12th Conference on Interactions of the Sea and Atmosphere

10.7

Critical examination of a method for estimating the buoyancy flux from SAR imagery

Ralph C. Foster, University of Washington, Seattle, WA; and M. Wyant and T. D. Sikora

A method for estimating surface layer similarity parameters from a satellite SAR over the ocean was presented in Young et al. (2000). Mean surface winds (and hence u*) are estimated using a scatterometer model function (CMOD-4) applied to the image with an assumed wind direction. The along-wind velocity variance is calculated from these wind images.
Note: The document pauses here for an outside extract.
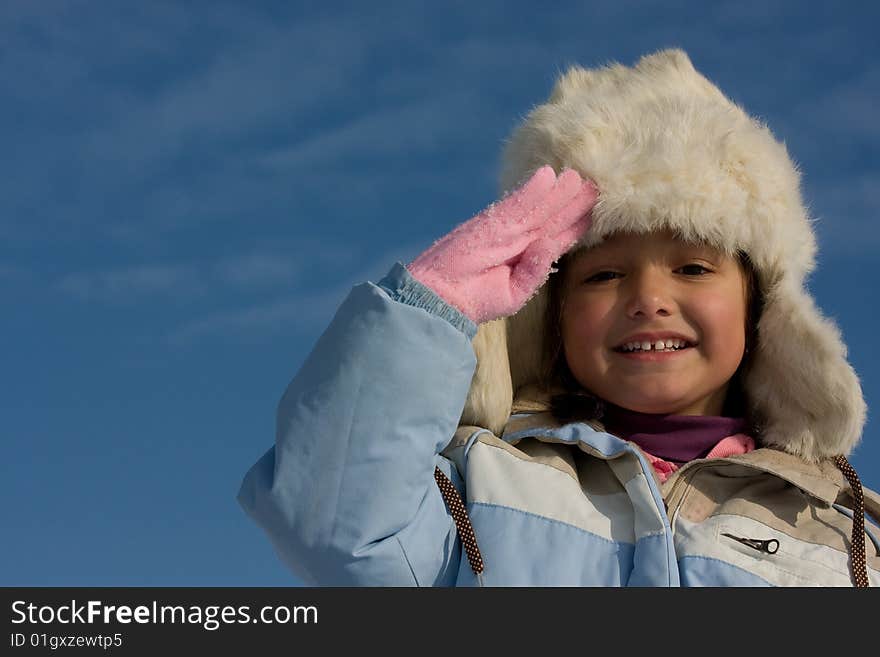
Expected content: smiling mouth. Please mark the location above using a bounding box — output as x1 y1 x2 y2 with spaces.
612 342 697 355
In the convective limit zi/L is related to sigma_u and u*. The inversion height, zi, may be estimated from the scale of boundary layer convection which in turn can be estimated from the sea surface patterns imaged by SAR. Hence the Obukhov length may be retrieved from SAR in convective conditions. With an independent SST measurement the surface buoyancy flux can also be retrieved. We test this method against a large number of SAR images from the Tropical Pacific ocean over the TAO array and off the east coast of the USA over NOAA NDBC buoys. Surface truth is provided by both in situ flux measurements and by the COARE algorithm applied to the mean buoy data. Sensitivity to pixel size, sub-image size, stratification and wind direction are explored.